PARTIES: GERHARD COMBRINCK

(appellant)

v

BODY CORPORATE FOR LEEWARD KAWANA ISLAND CTS 31882

(respondent)

APPLICATION NO:

APL221-20

MATTER TYPE:

Appeals

DELIVERED ON:

25 January 2022

HEARING DATE:

On the papers

HEARD AT:

Brisbane

DECISION OF:

Member Olding

ORDER:

The adjudicator’s decision of 4 June 2020 is confirmed.

CATCHWORDS:

APPEAL AND NEW TRIAL – APPEAL – GENERAL PRINCIPLES – RIGHT OF APPEAL – WHEN APPEAL LIES – where s 289(2) of the Body Corporate and Community Management Act 1997 (Qld) allows a person aggrieved by an Adjudicator’s order to appeal on a question of law only – where grounds of appeal did not reveal error of law

REAL PROPERTY – STRATA AND RELATED TITLES – MANAGEMENT AND CONTROL – BYLAWS – EXCLUSIVE USE – where appellant claimed a member of the body corporate committee advised the appellant his unit would have use of a storage loft on common property – where exclusive use of loft not granted to owner of the unit – whether body corporate committee estopped from denying appellant’s use of the loft – whether body corporate should compensate appellant for loss of perceived value of unit.

Body Corporate and Community Management Act 1997 (Qld), s 100(4), Chapter 6

Queensland Civil and Administrative Tribunal Act 2009 (Qld), s 146

Crystal Waters Permaculture Village & Ors v Boyle [2020] QCATA 80

APPEARANCES & REPRESENTATION:

This matter was heard and determined on the papers pursuant to s 32 of the Queensland Civil and Administrative Tribunal Act 2009 (Qld)

REASONS FOR DECISION

  1. This is an appeal by Mr Gerhard Combrinck, who is the owner of unit 14 in the Leeward Kawana Island complex, against a decision of an adjudicator under the dispute resolution provisions in Chapter 6 of the Body Corporate and Community Management Act 1997 (Qld) (‘BCCM Act’).[1]

    [1]All legislative references are to the BCCM Act unless otherwise stated.

The decision

  1. The decision appealed against is the adjudicator’s order of 4 June 2020 in these terms:

    Within seven days of the date of this order the owner of Lot 14, Gerhard Combrinck, must remove and keep removed all items of personal property from the common property roof space above Lot 14.

Background

  1. Mr Combrinck entered into a contract with the then owners to purchase unit 14 in October 2014.

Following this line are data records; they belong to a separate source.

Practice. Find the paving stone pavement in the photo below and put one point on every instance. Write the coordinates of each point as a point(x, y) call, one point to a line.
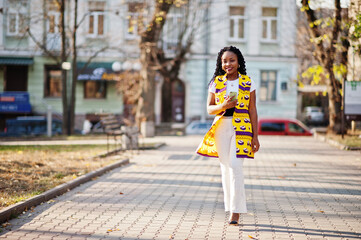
point(297, 188)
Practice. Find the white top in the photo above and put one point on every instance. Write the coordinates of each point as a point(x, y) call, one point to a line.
point(232, 86)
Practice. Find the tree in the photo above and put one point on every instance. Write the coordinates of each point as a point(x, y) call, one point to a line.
point(327, 47)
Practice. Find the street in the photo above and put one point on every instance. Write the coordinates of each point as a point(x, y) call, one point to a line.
point(296, 187)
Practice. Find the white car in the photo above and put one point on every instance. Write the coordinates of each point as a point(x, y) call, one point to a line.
point(313, 115)
point(198, 127)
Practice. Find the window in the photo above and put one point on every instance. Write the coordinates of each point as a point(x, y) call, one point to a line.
point(269, 24)
point(53, 17)
point(94, 89)
point(96, 19)
point(268, 86)
point(236, 23)
point(272, 127)
point(133, 19)
point(53, 83)
point(16, 17)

  2. Mr Combrinck has declared that before entering into the contract to purchase unit 14 he inspected several units and was shown around the complex by the then resident manager who was also at that time a member of the body corporate committee and a longstanding owner and resident of a unit in the complex. Mr Combrinck went on to declare that he was told that a built-in ‘attic’, sometimes called a ‘loft’, although located in common property in the roof space above the unit, could be used by the new owner of unit 14.

  3. Mr Combrinck did not confirm this understanding by inspecting the records of the body corporate before he entered into or completed the contract to purchase unit 14. In fact, no resolution approving such use of this common property by the owner of unit 14 was ever passed. Mr Combrinck says the body corporate committee, through the comments made by the resident manager at the inspection before he purchased unit 14, represented to him that storage in the loft was a ‘benefit’ available to the owner of unit 14.

  4. Mr Combrinck completed the purchase of unit 14 in December 2014. After taking possession, he proceeded to store personal effects in the loft. Some other unit owners also stored personal effects in similar common property spaces without body corporate approval.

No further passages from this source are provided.